The “Waffle House Index” can tell you a lot about how quickly things will bounce back following a disaster.
The 24/7 diner chain’s reputation for having excellent preparedness procedures and for staying open during extreme weather — and reopening quickly afterward — was most recently put to the test in September 2019 during Hurricane Dorian.
But impact of the coronavirus/COVID-19 situation was not brought by disaster itself, according to Joe Rodgers, Chief Executive Officer of the Waffle House chain. Rather, government is the storm that must be endured, and Waffle Houses will not fully rebound until restaurant closure orders are lifted.
“American leaders have to lead people through ruinous times, but leaders don’t lead people to ruin,” Rodgers told the Atlanta Journal-Constitution, warning that many large and small businesses might not survive the period of closures.
Rodgers, the 73-year-old sole board member of the nearly 2,000 restaurant chain based in Norcross, Georgia, said it would be more advantageous to allow business to set their own social distancing policies.

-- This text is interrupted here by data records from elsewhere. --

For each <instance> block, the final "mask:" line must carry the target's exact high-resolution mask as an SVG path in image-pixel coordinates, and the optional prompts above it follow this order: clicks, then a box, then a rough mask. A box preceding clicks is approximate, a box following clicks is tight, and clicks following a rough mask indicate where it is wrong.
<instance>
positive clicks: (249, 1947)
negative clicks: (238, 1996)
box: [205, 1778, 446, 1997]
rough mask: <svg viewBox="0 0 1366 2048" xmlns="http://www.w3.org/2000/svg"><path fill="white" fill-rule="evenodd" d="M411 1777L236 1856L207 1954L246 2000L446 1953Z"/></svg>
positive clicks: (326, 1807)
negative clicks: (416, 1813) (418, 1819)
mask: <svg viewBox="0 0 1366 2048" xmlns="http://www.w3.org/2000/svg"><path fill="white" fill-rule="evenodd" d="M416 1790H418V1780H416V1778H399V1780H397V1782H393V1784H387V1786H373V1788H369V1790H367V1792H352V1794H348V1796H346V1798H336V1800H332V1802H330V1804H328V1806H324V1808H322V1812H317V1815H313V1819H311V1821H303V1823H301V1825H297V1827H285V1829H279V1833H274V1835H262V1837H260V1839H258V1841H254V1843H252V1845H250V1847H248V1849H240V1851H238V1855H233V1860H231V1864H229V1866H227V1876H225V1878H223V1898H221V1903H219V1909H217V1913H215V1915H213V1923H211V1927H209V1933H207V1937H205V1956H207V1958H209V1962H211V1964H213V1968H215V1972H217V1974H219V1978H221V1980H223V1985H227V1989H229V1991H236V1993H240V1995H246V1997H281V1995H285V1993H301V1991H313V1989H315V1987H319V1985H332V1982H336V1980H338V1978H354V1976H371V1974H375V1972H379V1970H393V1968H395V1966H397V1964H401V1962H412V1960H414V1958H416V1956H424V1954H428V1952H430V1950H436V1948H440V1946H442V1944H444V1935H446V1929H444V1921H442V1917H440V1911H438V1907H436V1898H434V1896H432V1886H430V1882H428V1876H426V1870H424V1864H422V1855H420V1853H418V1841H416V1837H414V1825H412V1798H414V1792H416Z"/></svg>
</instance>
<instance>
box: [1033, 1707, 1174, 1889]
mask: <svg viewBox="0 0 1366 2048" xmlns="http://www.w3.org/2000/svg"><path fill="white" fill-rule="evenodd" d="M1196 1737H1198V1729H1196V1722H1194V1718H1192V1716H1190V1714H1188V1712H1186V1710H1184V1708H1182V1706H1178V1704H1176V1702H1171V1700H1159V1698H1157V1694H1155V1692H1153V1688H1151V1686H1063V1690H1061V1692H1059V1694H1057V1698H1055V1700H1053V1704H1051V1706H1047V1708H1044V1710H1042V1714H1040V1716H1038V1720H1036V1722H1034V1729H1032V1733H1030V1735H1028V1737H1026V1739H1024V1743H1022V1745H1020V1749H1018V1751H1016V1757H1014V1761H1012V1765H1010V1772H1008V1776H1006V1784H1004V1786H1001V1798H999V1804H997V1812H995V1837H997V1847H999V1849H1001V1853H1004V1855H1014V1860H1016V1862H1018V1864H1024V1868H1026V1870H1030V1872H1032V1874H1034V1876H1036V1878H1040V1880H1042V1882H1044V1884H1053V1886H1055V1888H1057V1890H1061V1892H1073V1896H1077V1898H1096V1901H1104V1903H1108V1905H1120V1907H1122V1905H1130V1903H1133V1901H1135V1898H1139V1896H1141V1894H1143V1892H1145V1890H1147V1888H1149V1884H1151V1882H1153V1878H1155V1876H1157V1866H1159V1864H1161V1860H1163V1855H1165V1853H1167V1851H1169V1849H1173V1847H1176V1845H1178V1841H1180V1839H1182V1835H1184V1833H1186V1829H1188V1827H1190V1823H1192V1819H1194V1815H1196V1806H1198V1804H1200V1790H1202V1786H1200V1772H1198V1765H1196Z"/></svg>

Waffle House currently offering a take-out option in areas where dine-in has been restricted. The chain has one drive-thru, located outside Stone Mountain, Georgia.
The Waffle House Index, which has become an informal metric used by FEMA employees to determine the breadth of a disaster, has three levels. Each level is based on the extent of operations and service at the restaurant following a storm, including:
- GREEN: full menu – restaurant has power and damage is limited or no damage at all.
- YELLOW: limited menu – no power or only power from a generator, or food supplies may be low.
- RED: the restaurant is closed – indicating severe damage or severe flooding.
So far the condition is Green in most Waffle Houses, though service is restricted to take-out and many staff may find their hours significantly cut or eliminated.
The index has its origins with former FEMA agency director Craig Fugate, who famously said following the 2011 Joplin tornado, “If you get there and the Waffle House is closed? That’s really bad.”
Following the Joplin tornado, two Waffle House restaurants in the city remained open.
But during COVID-19? So far at least one Waffle House is closed, and probably more in the days ahead. Near Atlanta, a Waffle House employee was quarantined after testing positive.
Rogers told the AJC the “doom and gloom” talk from the White House is not doing his business any favors, but praised Trump’s competency. “Any leader in the world that was dealt this hand might not have played it any better, but we have to play it better going forward,” he said.
Up to 40 percent of businesses affected by a natural or man-made disaster never reopen, according to the Insurance Information Institute.